Keywords

1 Introduction

Object recognition is technologically challenging and practically useful problem in computer vision area owing to its wide spectrum of potential applications. This task deals with classifying an object into one of several predefined categories in an image. Strong solutions have been proposed in controlled environment [1, 2]. However, many issues still challenging until now with the presence of color camouflage, cluttered backgrounds, objects occlusion and uncontrolled illumination. Most of the proposed attempts rely on traditional vision systems specifically on appearance data and their features. Recently, the development of 3D cameras and depth sensors have created new opportunities to advance the state-of-the-art of this field. In fact, depth information is less affected by those challenging matters. Yet, the extraction of depth may be itself affected by other issues including illumination changes. For this reason, the joint use of these multi-modal information, i.e., appearance and depth, is very required to get robust features. With the advent of RGB-D sensors, depth maps can be extracted in real-time scenarios with good quality at low cost synchronized with RGB frames. Since the public release of RGB-D object dataset [3], a number of attempts have been made to recognize objects in RGB-D images [4,5,6]. Most of the proposed methods relied on region-based or holistic features that are combined in a trivial way from RGB and depth frames without joint fusion of the two modalities and ignores the particularity of depth maps and treat them the same way as appearance images.

In this paper, we propose to address the problem of object recognition in RGB-D images in a pixel-wise way. To this end, we introduced a new end-to-end strategy to classify images with a complex-valued representation. Inspired by the fact that point cloud, which corresponds to the mapping between RGB and depth images, could be easily seen as a complex-valued signal, we investigate complex-valued neural networks (CVNNs) to make use of both modalities in a joint way. Precisely, the main contributions of this paper are as follows. (i) A new RGB-D representation is proposed by projecting the real-valued data into the complex coordinate space where the depth is assumed as the imaginary part. (ii) Inspired by CVNNs [7, 8], a new end-to-end approach is introduced to solve the object recognition task in a pixel-wise fashion using RBF networks. (iii) Since RBF networks have a single hidden layer, their prototype vectors are here constructed using a K-means clustering algorithm with an adaptive method in order to fit complex-valued data. (iv) Evaluation of the proposed approach is finally evaluated over a large scale RGB-D dataset and compared with state-of-the-art methods.
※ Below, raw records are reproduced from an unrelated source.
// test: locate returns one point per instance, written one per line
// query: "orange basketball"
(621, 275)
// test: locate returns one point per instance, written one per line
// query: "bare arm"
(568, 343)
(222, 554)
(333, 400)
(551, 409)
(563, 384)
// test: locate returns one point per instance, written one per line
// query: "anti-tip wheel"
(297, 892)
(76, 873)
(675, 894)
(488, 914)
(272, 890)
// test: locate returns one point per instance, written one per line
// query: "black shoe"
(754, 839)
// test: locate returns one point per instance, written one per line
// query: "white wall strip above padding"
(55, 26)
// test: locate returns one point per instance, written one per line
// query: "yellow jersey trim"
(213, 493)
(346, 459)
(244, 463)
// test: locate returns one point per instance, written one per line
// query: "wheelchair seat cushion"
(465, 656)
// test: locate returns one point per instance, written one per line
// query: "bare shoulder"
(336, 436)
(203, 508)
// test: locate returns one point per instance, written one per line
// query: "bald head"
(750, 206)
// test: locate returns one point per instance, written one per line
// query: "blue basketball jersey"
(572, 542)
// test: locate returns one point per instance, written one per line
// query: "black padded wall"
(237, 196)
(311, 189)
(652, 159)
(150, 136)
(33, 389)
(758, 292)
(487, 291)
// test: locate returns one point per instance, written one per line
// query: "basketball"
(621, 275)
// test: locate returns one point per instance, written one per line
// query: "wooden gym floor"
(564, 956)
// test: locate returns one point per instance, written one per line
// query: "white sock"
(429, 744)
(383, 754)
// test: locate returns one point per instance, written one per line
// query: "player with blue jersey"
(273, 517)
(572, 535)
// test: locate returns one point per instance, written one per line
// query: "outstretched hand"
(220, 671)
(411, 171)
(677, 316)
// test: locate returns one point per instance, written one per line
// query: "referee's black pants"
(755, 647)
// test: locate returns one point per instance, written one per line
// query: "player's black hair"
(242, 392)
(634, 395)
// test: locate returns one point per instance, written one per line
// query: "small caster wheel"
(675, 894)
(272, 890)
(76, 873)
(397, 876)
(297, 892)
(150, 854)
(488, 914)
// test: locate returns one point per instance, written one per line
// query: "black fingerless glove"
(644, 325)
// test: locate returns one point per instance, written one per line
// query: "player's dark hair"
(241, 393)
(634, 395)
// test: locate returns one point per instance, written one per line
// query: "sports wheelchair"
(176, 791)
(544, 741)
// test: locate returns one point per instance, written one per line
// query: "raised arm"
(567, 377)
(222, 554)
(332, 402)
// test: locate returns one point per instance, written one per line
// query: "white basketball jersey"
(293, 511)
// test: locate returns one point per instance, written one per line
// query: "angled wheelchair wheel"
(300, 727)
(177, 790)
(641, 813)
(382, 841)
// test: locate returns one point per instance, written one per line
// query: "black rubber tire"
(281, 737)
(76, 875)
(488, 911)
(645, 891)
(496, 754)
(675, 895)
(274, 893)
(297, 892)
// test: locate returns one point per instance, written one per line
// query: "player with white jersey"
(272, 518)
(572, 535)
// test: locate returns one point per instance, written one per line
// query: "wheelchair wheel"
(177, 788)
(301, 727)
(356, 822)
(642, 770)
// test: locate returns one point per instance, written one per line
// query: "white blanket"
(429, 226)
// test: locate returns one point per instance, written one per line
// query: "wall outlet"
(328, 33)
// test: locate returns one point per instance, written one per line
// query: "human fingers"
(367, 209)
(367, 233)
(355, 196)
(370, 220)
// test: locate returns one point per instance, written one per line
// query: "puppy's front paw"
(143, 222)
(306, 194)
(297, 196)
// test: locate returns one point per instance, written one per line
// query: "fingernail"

The remaining of the paper is organized as follows. After reviewing related work in Sect. 2, we present the proposed method for object recognition with complex-valued representation in Sect. 3. Evaluation of two object recognition tasks over a large scale RGB-D dataset and comparisons with other state-of-the-art methods are reported in Sect. 4. Finally, in Sect. 5, the main contributions of the proposed approach in this paper are summarized.

2 Related Work

In this section, we will briefly highlight connections and differences between our approach and existing works mainly RGB-D representations designed for object recognition and since CVNNs are not employed so far to solve the target task, we present here a summary about their fundamental advances.

RGB-D based Representations. Using the RGB-D object recognition dataset published in 2011 [3], Bo et al. [9] succeeded to propose a new descriptor, named kernel descriptors, which enabled the use of multi-modal data by generalizing a set of features based on kernels. Lai et al. [10] proposed an efficient hierarchical classification approach where all hierarchy levels of the objects were used to enhance classification as well as pose estimation with stochastical gradient descent. In [11], the proposed method extracted hierarchical features from RGB-D images without supervision using hierarchical matching pursuit extended from [12].
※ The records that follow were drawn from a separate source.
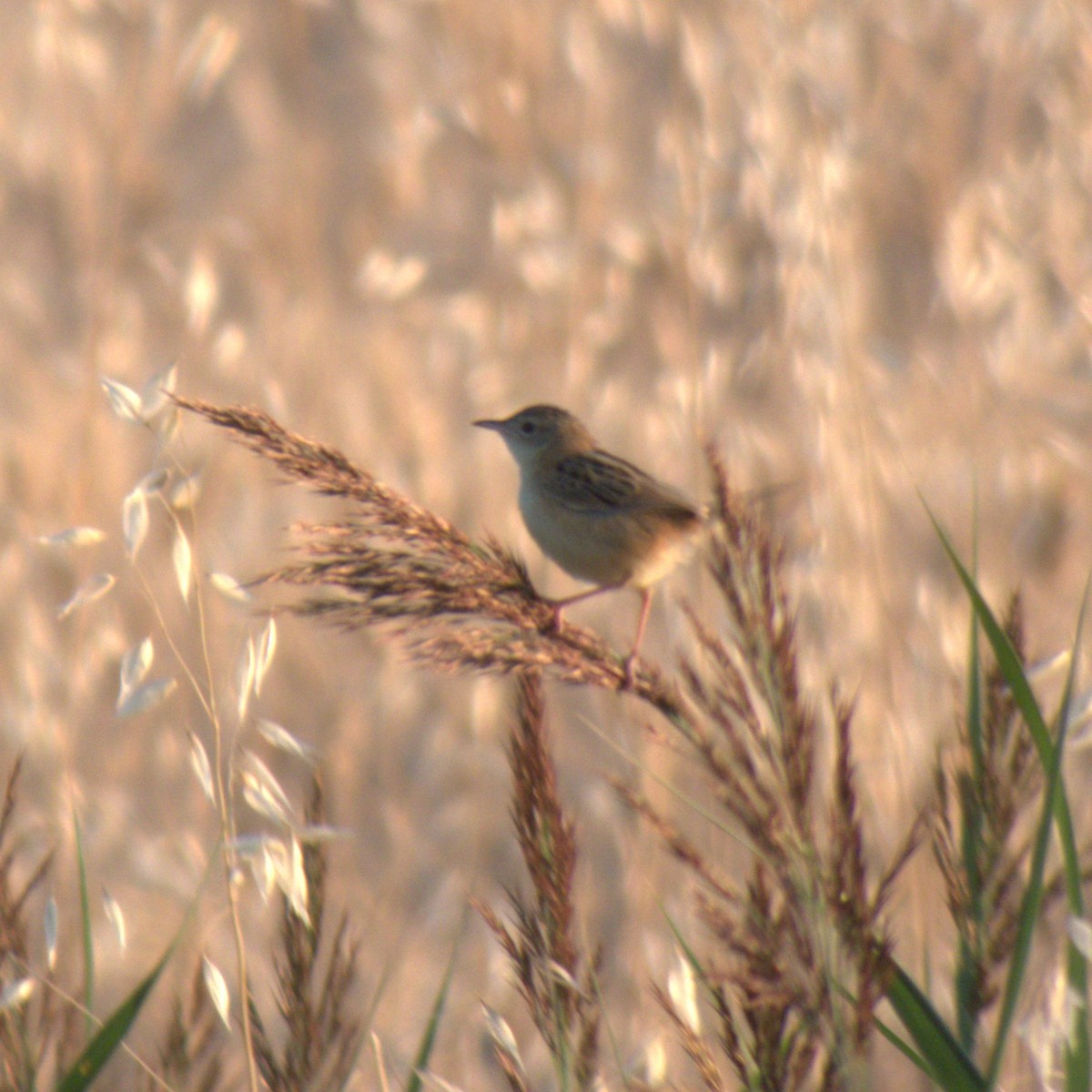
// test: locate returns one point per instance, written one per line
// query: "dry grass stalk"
(190, 1057)
(807, 925)
(986, 801)
(323, 1036)
(454, 603)
(556, 980)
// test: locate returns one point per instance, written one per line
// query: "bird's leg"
(642, 622)
(560, 605)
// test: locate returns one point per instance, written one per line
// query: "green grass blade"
(1008, 662)
(101, 1048)
(1029, 910)
(431, 1030)
(949, 1065)
(1078, 1052)
(971, 795)
(88, 949)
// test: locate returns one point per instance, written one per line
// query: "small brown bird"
(599, 517)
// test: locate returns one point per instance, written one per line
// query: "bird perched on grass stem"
(599, 517)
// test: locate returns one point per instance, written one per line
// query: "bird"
(600, 518)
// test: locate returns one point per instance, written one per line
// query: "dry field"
(850, 244)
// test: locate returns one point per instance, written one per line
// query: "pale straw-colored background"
(851, 243)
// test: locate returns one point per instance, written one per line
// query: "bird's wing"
(596, 480)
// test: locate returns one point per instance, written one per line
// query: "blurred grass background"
(846, 241)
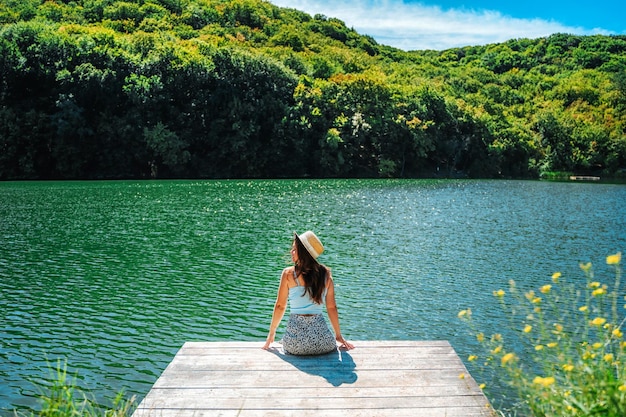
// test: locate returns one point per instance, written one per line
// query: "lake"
(115, 276)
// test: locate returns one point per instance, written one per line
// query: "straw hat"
(312, 243)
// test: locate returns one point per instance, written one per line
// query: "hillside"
(244, 89)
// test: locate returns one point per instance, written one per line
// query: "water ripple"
(115, 276)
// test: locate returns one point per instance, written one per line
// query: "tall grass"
(567, 355)
(60, 397)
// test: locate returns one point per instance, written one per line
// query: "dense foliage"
(241, 88)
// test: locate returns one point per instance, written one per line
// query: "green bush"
(61, 397)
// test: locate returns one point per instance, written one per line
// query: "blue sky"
(443, 24)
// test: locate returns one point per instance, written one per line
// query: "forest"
(108, 89)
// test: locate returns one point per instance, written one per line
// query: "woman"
(307, 285)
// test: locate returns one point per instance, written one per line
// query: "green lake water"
(114, 277)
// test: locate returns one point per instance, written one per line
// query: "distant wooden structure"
(382, 378)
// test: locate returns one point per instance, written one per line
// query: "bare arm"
(279, 308)
(333, 313)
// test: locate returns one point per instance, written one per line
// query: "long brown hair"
(313, 273)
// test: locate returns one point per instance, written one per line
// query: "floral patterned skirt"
(308, 335)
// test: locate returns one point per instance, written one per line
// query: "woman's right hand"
(270, 339)
(344, 343)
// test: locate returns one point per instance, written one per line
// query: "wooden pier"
(383, 378)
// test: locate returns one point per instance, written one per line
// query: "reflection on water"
(115, 276)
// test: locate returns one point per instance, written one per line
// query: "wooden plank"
(399, 378)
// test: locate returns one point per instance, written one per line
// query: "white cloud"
(415, 26)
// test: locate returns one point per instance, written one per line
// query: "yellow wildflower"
(508, 358)
(546, 289)
(499, 293)
(598, 291)
(614, 259)
(598, 321)
(546, 382)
Along with these hand-crafted methods, a quite interesting endeavors tried to adapt the revolutionary deep Convolution Neural Networks (CNNs) to fit RGB-D data. For example, using ImageNet pre-trained models, [13] proposed an architecture composed of two separate CNNs, one for the RGB and the other for the “D”. These two networks were combined with a late fusion network. An effective encoding to color space of depth images is proposed as well to fit model devoted to RGB images. Addressing objects detection problem, [5] come up with a new idea regarding the adaptation of depth information to the pre-trained color CNN model: the so-called HHA encoding. They extracted from depth image three channels at each pixel: horizontal disparity, height above ground, and the angle the pixels local surface normal makes with the inferred gravity direction. This representation has been intensively reused for further RGB-D tasks based CNN features.
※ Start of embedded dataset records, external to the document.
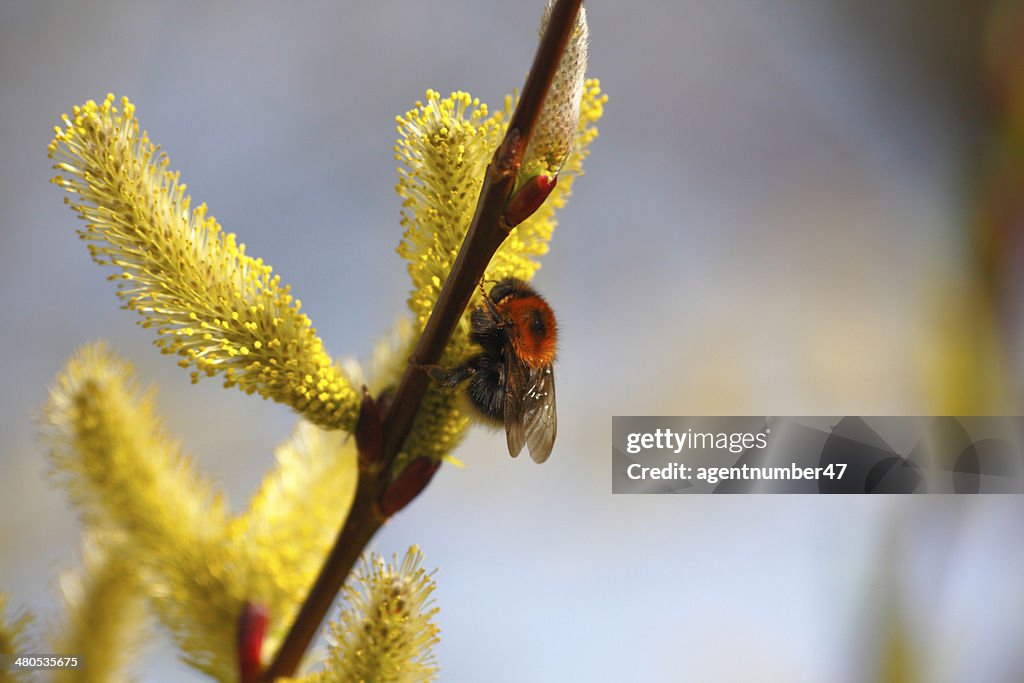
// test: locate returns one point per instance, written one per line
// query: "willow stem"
(485, 235)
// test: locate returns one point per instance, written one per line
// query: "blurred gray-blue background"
(776, 218)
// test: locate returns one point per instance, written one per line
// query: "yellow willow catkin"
(444, 146)
(223, 311)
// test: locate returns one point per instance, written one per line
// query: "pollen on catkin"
(221, 310)
(387, 632)
(444, 145)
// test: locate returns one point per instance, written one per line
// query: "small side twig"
(486, 232)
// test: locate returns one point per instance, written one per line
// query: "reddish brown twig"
(486, 231)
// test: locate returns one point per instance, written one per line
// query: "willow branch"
(486, 232)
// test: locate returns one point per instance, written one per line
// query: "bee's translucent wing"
(529, 410)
Complex-Valued Neural Networks (CVNNs). In our daily lives, the large variety of information is dramatically increasing. It is hence expected to develop systems that process a wider range of information in more adaptive and effective ways just like human brain executes or better. So, this requires more suitable information’s representations. In order to make use of data with different modalities, we can model a couple of related real-valued signal as a complex-valued signal. With application to our context, we will later make use of such representation with visual 2D and 3D data. To this end, CVNNs were extended from the classic neural networks that we call here Real-Valued Neural Networks (RVNNs). CVNNs deal with information belonging to the complex coordinate space with complex-valued parameters and variables. “In relation to physicality, neural functions including learning and self-organization are influenced by sensorimotor interfaces that connect the neural network with the environment” [14]; this characteristic is of great importance also in CVNNs. Thus, there exist certain situations where CVNNs are inevitably required or greatly effective. Fundamental contributions to CVNNs were done by the pioneer Akira Hirose: the author of the first-ever concept of fully complex neural networks [15] and continuous complex-valued backpropagation [16] as well as a detailed survey of the critical concepts of CVNNs [14, 17]. Regarding the learning algorithms for CVNNs, we should mention here the contributions of Fiori [18] which consists of generalizing the Hebbian learning for complex-valued neurons with an original optimization method which fits well CVNNs [19].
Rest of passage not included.